Vanguard or Betterment

shatteredfx

Confused about dryer sheets
Joined
Jan 21, 2019
Messages
8
Location
New York City'
Apologies if it has been already been discussed - I was curious would you recommend Vanguard and/or Betterment and why. I have presently at the moment Betterment and I am looking at Vanguard ? should i consider or leave it as it is with Betterment.

- thanks in advance
 
Apologies if it has been already been discussed - I was curious would you recommend Vanguard and/or Betterment and why. I have presently at the moment Betterment and I am looking at Vanguard ? should i consider or leave it as it is with Betterment.

- thanks in advance

If you like the choices at Vanguard, it is better to own the funds at the fund company. If you like to mix different fund companies to arrive at your allocation, then betterment will work just as well. I personally have all of my funds at Vanguard as I like their funds and have been treated well. I make few trades and am a very patient person with my investments.
 
Betterment is a gimmick. Unless you can use their tax loss harvesting and you can't rebalance by yourself, there is no reason to use Betterment. I also dislike their smug attitude. Opening a "savings" account in my name without asking my permission was the last straw for me. I'm in the process of ending that little experiment.
 
Do not know much about Betterment. Investing in Vanguard mutual index funds for many many years. I did pretty well. Retired at age 51 last year.
 
Why restrict the choice to just those two? I've not used betterment, but left Vanguard after many years there. I do still like some of Vanguard's funds.
 
Here is a criteria not often discussed: Which one would be easy to switch from if you ever wanted to do that?

The answer is that Vanguard will be the easiest to switch from. The reason is that Vanguard creates simple portfolios without complexity, so that they are easy to understand, easy to implement, easy to be tax-efficient.

Betterment can make it hard to switch. They will put you into too many different ETFs, they make understanding the 1099s harder, they make it harder to unwind a portfolio with all the attention one has to pay to cost basis.

Of course, if you don't have any taxable account assets and your assets are all in IRAs, then no problem with Betterment.

Also, if you like complicated, then Betterment is for you.

As far as performance goes though, there will be very little difference between the two provided that the stock:bond ratios are the same.

I'm a do-it-yourselfer, so Betterment offers me nothing that I cannot do myself.
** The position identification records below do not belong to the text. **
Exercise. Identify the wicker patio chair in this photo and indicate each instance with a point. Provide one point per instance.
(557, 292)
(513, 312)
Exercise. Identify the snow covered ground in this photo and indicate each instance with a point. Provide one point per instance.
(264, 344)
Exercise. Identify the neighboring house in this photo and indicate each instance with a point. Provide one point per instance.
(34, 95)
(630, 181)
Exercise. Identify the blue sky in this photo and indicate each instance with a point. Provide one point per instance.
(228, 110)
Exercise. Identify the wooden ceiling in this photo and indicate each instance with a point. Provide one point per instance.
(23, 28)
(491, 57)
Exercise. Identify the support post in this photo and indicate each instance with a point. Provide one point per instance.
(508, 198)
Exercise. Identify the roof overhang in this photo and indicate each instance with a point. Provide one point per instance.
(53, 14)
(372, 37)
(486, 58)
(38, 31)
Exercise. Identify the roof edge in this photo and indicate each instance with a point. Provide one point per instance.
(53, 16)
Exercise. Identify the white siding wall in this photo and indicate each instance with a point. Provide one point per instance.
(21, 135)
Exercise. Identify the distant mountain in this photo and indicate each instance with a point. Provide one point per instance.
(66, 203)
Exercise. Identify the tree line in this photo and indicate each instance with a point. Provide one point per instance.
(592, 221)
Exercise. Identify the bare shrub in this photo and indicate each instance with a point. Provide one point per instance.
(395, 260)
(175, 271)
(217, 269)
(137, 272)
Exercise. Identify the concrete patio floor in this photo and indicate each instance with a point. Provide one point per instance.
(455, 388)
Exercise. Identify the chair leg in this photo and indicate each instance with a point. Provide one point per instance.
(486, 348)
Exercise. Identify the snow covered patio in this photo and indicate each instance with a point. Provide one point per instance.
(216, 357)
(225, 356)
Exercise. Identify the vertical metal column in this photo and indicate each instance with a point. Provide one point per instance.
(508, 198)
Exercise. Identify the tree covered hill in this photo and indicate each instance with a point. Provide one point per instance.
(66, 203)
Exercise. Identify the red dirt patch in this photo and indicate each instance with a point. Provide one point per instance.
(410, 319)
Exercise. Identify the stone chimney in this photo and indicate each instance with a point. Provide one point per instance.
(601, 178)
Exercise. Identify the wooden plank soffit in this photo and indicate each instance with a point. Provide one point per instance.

And Vanguard offers me nothing that I cannot do myself as well.
 
Apologies if it has been already been discussed - I was curious would you recommend Vanguard and/or Betterment and why. I have presently at the moment Betterment and I am looking at Vanguard ? should i consider or leave it as it is with Betterment.



- thanks in advance


I started using betterment for a Roth IRA a few years ago. I am curious to see if you actually moved to Vanguard.